Features • Architecture • Installation • Development • Contributing
Clypra is a native desktop and mobile video editor leveraging Rust's performance with React's UI flexibility. The application provides frame-accurate editing, professional audio visualization, and hardware-accelerated video processing through FFmpeg's native backend.
- Desktop: macOS (Apple Silicon & Intel), Windows, Linux
- Mobile: iOS (via Capacitor), Android (via Capacitor)
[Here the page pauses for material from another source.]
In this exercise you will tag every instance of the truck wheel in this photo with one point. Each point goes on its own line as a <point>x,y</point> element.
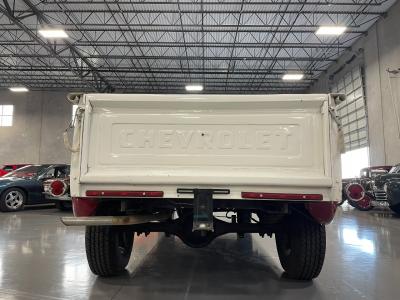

- Multi-format media import: MP4, MOV, WebM, MKV, M4V, AVI (video); MP3, WAV, AAC (audio); JPG, PNG, WebP (image)
- Frame-accurate trimming: Precise timeline control with millisecond accuracy
- Multi-track timeline: Professional timeline interface with ruler and visual feedback
- Undo/redo system: 100-level history stack with command pattern architecture
- High-fidelity waveforms: Peak + RMS visualization with mirrored display (technical details)
- Audio synchronization: Frame-accurate AV sync during playback and export
- Volume control: Per-clip volume adjustment with real-time preview
- Filmstrip thumbnails: Hardware-accelerated thumbnail generation with adaptive density
- Text overlays: Custom fonts, styles, and animations for titles and captions
- Preview canvas: Real-time compositing with transform controls
- Hardware acceleration: Native GPU decode via FFmpeg (VideoToolbox/D3D11VA/VAAPI)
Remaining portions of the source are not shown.